L Køber, C Torp-Pedersen, S Jørgensen, P Eliasen, A J Camm
American Journal of Cardiology 1998 June 1, 81 (11): 1292-7
Changes in the importance of left ventricular (LV) systolic dysfunction and congestive heart failure (CHF) with time after an acute myocardial infarction (AMI) after the introduction of thrombolytic therapy have not been studied. LV systolic function, measured as wall motion index (WMI) by echocardiography, was assessed in 6,676 consecutive patients with an enzyme-confirmed AMI. So that changes in the prognostic value of WMI or CHF could be studied, separate analyses were performed at selected time periods. Average monthly mortality (deaths per 100 patients per month) was determined from life-table analyses, with groups divided by WMI above and below 1.2 (a WMI > 1.2 corresponds to an ejection fraction > 0.35) or by presence and/or absence of CHF. Relative risk (95% confidence intervals [CI]) was determined by proportional hazard models, including baseline characteristics.
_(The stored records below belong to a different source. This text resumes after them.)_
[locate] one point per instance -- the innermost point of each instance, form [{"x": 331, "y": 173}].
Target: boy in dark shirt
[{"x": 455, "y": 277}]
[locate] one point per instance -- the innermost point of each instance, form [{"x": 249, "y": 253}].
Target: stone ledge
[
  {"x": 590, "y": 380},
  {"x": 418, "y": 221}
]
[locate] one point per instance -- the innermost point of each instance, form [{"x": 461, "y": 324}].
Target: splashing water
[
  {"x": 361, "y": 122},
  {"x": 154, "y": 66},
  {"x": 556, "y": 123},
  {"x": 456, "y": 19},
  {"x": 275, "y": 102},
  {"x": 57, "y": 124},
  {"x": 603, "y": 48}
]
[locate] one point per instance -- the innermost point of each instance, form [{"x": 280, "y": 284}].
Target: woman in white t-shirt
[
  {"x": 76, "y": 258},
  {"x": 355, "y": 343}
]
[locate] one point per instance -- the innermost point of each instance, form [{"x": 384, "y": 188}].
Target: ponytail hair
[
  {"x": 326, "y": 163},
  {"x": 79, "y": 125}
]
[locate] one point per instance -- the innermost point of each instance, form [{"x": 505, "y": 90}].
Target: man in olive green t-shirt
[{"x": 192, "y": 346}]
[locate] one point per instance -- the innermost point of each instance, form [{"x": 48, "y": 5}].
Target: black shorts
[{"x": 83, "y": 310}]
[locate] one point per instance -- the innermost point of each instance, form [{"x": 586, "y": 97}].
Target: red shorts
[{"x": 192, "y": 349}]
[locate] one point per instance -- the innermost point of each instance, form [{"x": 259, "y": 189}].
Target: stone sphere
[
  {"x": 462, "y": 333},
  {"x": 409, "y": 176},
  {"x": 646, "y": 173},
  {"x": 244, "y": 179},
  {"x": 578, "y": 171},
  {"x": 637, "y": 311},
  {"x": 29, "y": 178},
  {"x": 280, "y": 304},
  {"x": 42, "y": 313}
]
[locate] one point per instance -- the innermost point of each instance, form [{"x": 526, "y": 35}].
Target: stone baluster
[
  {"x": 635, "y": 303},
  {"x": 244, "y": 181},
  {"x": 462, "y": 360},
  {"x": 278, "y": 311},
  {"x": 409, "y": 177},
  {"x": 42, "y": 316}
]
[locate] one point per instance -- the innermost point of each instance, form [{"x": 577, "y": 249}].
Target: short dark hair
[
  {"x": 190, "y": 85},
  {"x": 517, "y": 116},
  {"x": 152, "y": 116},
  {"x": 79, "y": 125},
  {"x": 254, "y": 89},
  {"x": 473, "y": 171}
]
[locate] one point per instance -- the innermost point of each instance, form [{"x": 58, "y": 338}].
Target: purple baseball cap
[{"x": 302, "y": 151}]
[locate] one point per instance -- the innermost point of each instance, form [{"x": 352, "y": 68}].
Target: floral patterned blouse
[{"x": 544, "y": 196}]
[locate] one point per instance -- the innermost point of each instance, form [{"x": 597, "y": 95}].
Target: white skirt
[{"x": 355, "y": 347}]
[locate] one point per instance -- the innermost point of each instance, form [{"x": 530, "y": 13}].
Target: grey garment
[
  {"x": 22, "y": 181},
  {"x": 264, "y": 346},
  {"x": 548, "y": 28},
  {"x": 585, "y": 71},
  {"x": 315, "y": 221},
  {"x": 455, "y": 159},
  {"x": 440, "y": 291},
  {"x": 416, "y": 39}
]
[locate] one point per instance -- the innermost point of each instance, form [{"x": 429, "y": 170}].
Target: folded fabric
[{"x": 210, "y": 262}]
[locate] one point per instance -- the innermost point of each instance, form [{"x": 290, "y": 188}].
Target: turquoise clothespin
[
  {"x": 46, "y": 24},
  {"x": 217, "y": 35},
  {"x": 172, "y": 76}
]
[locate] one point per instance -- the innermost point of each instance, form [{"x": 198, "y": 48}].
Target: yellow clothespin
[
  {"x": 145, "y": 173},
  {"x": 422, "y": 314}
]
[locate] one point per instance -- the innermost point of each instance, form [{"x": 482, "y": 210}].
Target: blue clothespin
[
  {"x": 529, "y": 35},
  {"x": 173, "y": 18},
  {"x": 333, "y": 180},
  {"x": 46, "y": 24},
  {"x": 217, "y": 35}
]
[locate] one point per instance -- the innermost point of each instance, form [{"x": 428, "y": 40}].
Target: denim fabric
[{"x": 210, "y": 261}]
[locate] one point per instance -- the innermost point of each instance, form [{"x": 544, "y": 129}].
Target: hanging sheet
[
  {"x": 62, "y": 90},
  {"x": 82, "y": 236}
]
In patients with LV dysfunction or CHF, monthly mortality was high during the first month (18.3 +/- 1.6% and 20.2 +/- 1.6%, respectively), decreased during the first year, and was stable thereafter (0.8 +/- 0.1% and 1.0 +/- 0.1%, respectively, average monthly mortality after year 3). The relative risk of LV dysfunction decreased from 2.4 (CI 2.0 to 2.9) to 1.3 (CI 1.0 to 1.6) in the same period. The relative risk of CHF decreased from 2.9 (CI 2.3 to 3.8) to 1.6 (CI 1.3 to 2.0). In patients without LV dysfunction or CHF, monthly mortality was relatively high during the first month (5.2% +/- 0.7% and 3.4% +/- 0.6%, respectively) but decreased within the first year to low, stable values (0.6% +/- 0.1% and 0.4% +/- 0.1%, respectively, average monthly mortality after year 3). In patients who received thrombolytic therapy, the relative risk associated with a WMI < or = 1.2 decreased from 3.0 (CI 2.0 to 4.4) to 1.3 (CI 0.9 to 1.6) and from 3.2 (CI 2.0 to 5.1) to 1.7 (CI 1.2 to 2.4) in patients with CHF. The risk of dying decreases steeply with time after an AMI with or without LV dysfunction or CHF and stabilizes at low values after 1 year. This is in contrast to the relative importance of these risk factors, which is maintained for > or = 5 years but decreases with time.